Google’s Launchpad Accelerator Africa program has graduated 35 startups since it kicked off in early 2018 – five of them South African. At a dinner hosted by Google recently, the South African alumni sat down with media to discuss their experiences in the accelerator, mentorship, and life after Launchpad.
One of the five South African companies to go through the program, Pineapple, shared its learnings on valuing a startup in Africa. Founder Marnus van Heerden says the program gave Pineapple insight into how startups should be valuing themselves, reflecting that South African companies tend to value themselves beyond the 5% acquisition threshold of the largest organisations in any given field. He argues that if a startup is going to be bought, the company doing the buying will look to spend a maximum of 5% of its overall value and/or market share in that space. The program, van Heerden says, helped give Pineapple a global perspective on this important issue.
For most startups, a standout part of participating in the Google Launchpad Africa classes was working with mentors, not only because of the global nature of the mentors, but because the accelerator takes a holistic approach and looks at all aspects of the start up – from people, to tech, to business processes.
As Preeva team member Améry Winter put it: “We thought we had a tech business and needed to solve our tech problems. After the first few days at Launchpad we were asking if we actually had a viable business at all. Going through the program and working with our mentors helped us realise the problems we had weren’t tech problems, they were business problems, and as a result we’ve been able to fix these issues and grow.”
Voyc.ai founder Lethabo Motsoaledi commented that the input the mentors provided was invaluable to her business as well. She says her company was able to get actionable feedback from mentors and implement it immediately.
The five South African companies that have graduated so far operate in the agritech (swiftVEE), fintech (Pineapple), edutech (Preeva and Zomila) and customer experience (Voyc.ai) sectors. Aside from the tech mentorship, they all agreed the program enabled them to connect with other entrepreneurs who could share expertise and market insights, and potentially facilitate access to other African markets as well.
Since graduating, Pineapple has expanded its product offering in South Africa and has spent the last few months working with a global partner to offer its services in the US. Voyc.ai is currently in public beta, and is working with 11 large call centres in South Africa. SwiftVee has sold the first bulls online in South Africa using streaming video Webcast, and just recently won an award from the FAO (United Nations) this year as the best E-Agriculture Platform. The company has also just completed a funding round.

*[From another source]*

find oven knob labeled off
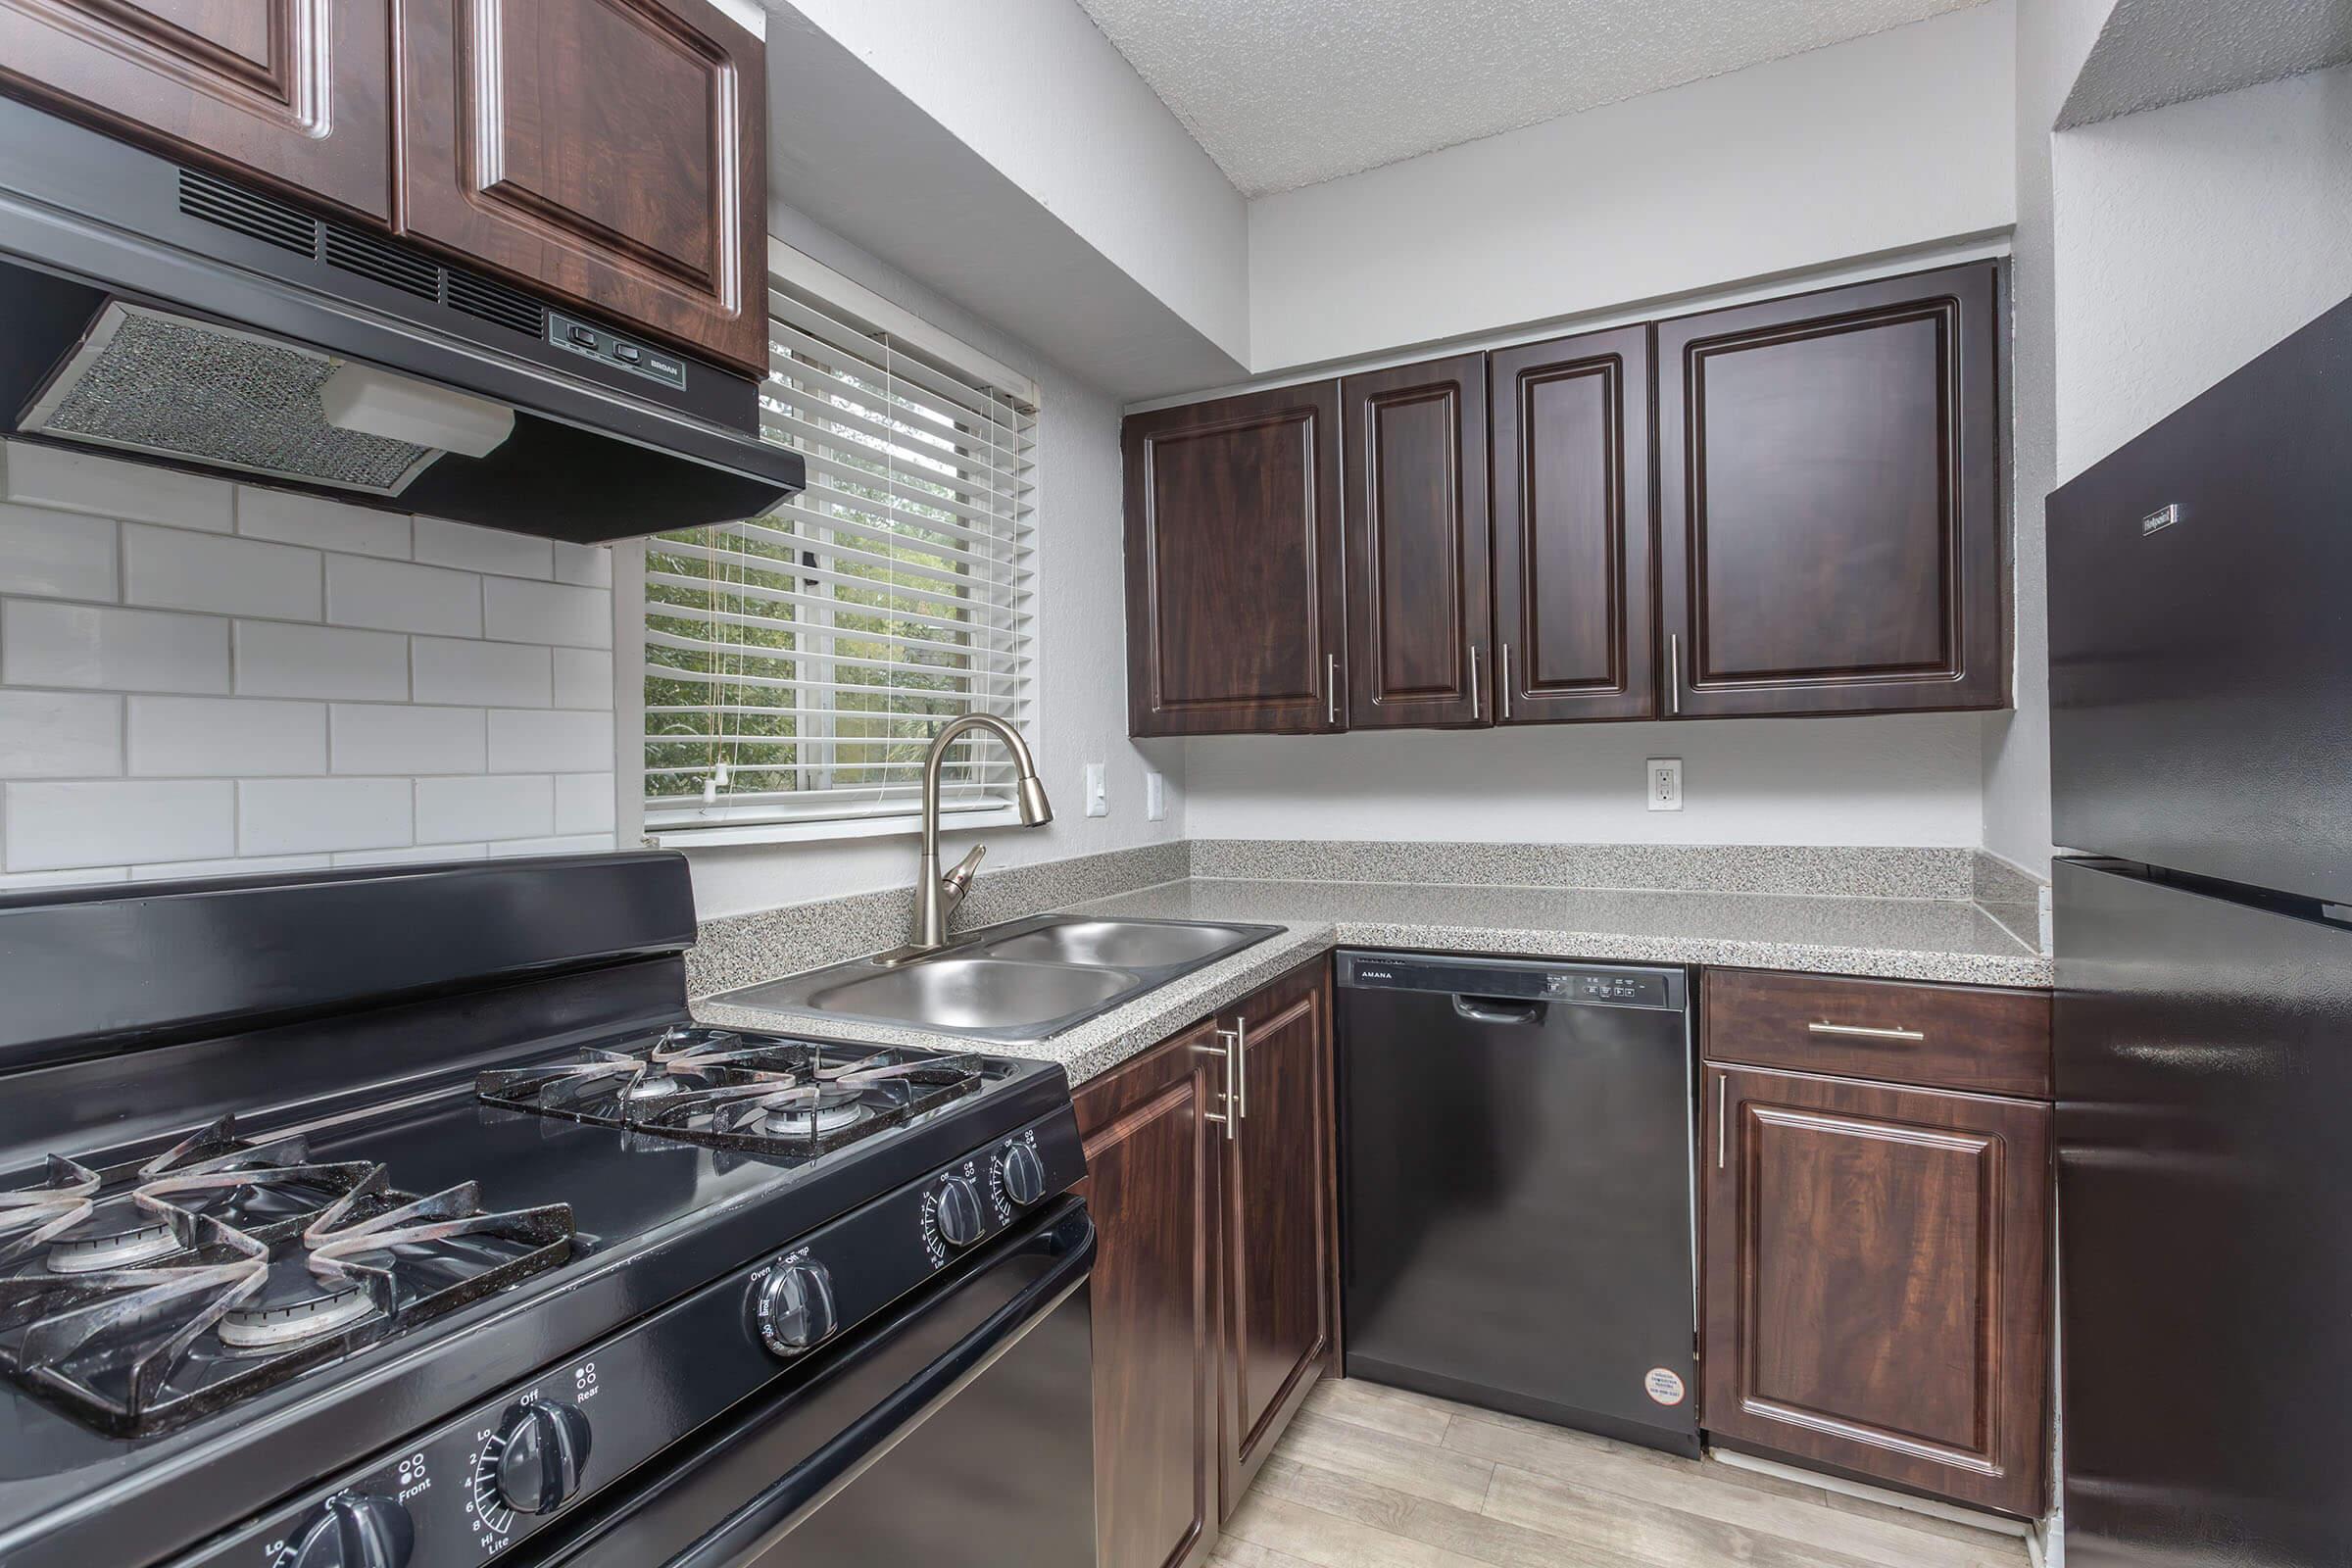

Google’s first regionally-based startup accelerator program, Launchpad Accelerator Africa runs out of a dedicated space in Lagos. Announced in 2017, Google has committed to training 60 African startups over 3 years, representing over $3-million in equity-free support, working space, and access to expert advisers from Google, Silicon Valley, and Africa. Participants also receive travel and PR support during each three-month programme.